Republican Andy Harris, an anesthesiologist who defeated freshman Democrat Frank Kratovil on Maryland’s Eastern Shore, reacted incredulously when informed that federal law mandated that his government-subsidized health care policy would take effect on Feb. 1 – 28 days after his Jan. 3rd swearing-in.
(snip)
“Harris then asked if he could purchase insurance from the government to cover the gap,” added the aide, who was struck by the similarity to Harris’s request and the public option he denounced as a gateway to socialized medicine.
Understood properly, however, Mr. Harris isn't really being the hypocrite he appears to be. Conservative hostility to health care reform never rested on fiscal concerns. It all comes down to the most fundamental dichotomy of conservative thought: their self-image of themselves as responsible, hard-working producers v. lazy, irresponsible parasites (aka "liberals"). It's why Social Security and Medicare remain untouchable, while health care reform was frequently opposed on the grounds that it would offer benefits to illegal immigrants (surely the most trivial of concerns regarding the financing of health care reform).

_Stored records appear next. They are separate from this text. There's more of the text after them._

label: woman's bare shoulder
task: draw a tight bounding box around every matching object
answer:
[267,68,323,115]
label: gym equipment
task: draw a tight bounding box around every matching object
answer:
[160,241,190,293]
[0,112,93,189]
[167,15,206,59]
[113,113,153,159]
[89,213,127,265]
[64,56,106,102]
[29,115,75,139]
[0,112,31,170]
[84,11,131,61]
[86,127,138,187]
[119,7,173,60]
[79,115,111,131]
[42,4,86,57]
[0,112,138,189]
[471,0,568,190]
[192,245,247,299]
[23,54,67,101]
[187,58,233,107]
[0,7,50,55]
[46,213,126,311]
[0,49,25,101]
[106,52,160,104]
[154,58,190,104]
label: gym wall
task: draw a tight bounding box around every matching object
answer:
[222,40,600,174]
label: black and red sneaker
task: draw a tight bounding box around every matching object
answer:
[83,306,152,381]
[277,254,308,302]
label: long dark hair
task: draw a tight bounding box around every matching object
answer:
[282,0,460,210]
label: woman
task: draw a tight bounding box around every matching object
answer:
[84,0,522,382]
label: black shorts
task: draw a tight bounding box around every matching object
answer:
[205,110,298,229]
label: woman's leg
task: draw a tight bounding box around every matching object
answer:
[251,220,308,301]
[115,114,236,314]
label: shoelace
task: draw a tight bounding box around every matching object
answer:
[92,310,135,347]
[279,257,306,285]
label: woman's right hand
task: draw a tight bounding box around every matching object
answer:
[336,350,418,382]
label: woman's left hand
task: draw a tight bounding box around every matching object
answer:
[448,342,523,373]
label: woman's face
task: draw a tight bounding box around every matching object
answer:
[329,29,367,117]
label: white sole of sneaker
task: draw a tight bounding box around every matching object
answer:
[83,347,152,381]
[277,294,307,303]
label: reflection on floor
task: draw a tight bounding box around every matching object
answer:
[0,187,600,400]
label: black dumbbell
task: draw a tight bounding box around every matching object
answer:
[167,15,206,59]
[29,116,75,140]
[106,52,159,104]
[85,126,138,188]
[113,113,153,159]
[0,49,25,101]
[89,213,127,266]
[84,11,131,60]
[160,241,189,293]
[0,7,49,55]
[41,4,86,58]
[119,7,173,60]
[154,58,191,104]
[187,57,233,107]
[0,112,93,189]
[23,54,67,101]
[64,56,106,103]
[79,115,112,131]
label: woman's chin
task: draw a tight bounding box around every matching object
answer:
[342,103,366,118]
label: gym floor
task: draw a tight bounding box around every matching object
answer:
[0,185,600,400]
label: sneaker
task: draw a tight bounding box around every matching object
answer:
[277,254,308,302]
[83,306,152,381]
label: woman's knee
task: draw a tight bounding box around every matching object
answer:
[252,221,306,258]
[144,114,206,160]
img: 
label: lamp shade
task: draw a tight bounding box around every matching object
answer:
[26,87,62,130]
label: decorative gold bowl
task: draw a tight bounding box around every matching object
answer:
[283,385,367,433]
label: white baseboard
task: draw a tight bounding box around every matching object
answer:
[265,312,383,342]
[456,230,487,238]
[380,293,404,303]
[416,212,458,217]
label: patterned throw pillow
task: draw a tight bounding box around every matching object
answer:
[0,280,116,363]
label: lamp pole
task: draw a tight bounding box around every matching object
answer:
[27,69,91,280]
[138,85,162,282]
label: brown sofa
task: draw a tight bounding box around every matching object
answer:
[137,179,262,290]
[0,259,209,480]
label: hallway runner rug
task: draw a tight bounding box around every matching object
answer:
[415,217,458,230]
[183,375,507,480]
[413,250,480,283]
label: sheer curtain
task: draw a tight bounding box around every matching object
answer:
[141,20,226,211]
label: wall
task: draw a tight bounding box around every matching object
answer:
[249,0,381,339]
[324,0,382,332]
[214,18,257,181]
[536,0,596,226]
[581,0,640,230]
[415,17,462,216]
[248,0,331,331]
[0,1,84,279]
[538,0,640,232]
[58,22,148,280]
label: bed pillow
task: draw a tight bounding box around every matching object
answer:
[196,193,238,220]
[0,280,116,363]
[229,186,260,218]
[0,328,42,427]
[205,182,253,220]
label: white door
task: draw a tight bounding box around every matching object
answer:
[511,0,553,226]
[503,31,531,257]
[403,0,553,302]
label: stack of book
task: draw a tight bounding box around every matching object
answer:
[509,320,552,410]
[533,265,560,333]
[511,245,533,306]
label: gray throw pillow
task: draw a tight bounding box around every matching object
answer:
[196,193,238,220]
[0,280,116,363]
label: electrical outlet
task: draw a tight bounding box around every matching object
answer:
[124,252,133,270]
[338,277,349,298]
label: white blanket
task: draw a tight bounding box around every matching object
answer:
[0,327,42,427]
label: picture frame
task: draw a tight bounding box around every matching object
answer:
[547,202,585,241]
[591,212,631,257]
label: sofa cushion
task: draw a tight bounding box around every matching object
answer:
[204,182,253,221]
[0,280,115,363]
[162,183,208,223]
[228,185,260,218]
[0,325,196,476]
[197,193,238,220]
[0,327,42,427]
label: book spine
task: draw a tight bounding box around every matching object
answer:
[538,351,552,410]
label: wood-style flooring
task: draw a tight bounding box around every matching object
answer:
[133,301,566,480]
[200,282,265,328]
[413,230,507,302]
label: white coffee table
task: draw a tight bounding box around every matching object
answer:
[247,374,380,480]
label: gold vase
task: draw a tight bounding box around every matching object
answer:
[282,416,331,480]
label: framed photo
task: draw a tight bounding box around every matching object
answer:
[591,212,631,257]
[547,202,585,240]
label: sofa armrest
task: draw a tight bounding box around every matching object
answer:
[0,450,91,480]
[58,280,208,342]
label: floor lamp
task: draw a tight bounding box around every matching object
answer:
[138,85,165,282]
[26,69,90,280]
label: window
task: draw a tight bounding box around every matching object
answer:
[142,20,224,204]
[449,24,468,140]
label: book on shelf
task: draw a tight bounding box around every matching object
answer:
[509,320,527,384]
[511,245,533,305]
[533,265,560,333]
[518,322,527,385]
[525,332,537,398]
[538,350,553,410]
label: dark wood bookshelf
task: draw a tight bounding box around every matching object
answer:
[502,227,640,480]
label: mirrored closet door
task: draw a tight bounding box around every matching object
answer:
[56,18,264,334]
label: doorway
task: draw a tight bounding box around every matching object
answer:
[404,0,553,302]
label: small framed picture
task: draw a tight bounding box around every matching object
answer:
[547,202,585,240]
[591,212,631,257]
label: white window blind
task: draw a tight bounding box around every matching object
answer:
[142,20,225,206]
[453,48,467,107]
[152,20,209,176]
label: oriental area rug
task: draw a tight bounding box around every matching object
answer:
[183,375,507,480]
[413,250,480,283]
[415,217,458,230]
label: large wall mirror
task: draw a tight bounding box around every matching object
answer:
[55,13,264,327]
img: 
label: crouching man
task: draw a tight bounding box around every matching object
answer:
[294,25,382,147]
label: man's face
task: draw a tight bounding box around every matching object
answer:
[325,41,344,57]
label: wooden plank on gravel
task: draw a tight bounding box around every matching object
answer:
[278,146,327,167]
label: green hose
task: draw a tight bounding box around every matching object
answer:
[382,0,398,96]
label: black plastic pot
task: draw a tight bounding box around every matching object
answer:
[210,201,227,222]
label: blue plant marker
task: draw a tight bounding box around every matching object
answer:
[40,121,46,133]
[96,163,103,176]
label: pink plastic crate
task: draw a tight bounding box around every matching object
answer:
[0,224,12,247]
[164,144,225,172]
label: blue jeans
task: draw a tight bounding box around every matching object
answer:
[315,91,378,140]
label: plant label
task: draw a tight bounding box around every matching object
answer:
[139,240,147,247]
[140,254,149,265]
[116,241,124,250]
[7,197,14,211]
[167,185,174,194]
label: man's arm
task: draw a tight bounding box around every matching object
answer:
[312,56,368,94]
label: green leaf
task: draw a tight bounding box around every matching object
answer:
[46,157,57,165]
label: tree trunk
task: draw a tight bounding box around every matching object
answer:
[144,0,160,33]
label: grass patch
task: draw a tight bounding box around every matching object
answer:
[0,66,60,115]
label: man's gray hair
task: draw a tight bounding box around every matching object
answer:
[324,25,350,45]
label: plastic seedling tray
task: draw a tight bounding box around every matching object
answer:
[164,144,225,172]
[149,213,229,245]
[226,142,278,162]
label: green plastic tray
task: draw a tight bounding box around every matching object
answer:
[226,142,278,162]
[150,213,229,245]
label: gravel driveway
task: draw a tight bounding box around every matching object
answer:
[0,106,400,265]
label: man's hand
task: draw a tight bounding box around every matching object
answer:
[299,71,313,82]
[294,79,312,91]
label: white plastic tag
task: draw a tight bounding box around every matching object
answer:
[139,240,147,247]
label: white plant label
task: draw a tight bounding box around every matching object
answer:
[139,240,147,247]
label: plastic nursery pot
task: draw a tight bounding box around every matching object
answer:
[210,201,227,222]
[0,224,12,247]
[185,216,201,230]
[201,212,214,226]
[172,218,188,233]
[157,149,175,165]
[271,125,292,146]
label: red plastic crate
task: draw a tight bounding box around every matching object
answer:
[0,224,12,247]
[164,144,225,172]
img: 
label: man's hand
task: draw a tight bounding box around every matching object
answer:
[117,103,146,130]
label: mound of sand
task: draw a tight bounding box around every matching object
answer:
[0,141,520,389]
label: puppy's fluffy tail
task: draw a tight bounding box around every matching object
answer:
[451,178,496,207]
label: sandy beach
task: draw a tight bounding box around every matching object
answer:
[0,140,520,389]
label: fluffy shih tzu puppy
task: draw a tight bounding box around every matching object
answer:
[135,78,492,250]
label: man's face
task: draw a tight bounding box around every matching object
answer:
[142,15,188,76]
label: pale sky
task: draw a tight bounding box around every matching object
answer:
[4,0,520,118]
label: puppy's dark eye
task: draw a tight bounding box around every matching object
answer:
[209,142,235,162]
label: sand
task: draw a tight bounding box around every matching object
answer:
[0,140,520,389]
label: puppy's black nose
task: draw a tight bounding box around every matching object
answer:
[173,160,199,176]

Mr. Harris is hard working and responsible. He deserve health care, and he deserves it now. I won't quibble with that. I just wish he would consider that he might not be the only one.
Via The Daily Dish
1 comment:
I think Social Security and Medicare remain untouchable because elderly people benefit and as a demographic group they uniquely combine size with high propensity to vote.
But other than that quibble, I do think you're right that they're making an-stated distinction between deserving and un-deserving, and amazingly they always end up on the deserving side.
It's probably the same logic by which a businessman can argue that he supports free markets and opposes government regulation, but his business is a special case.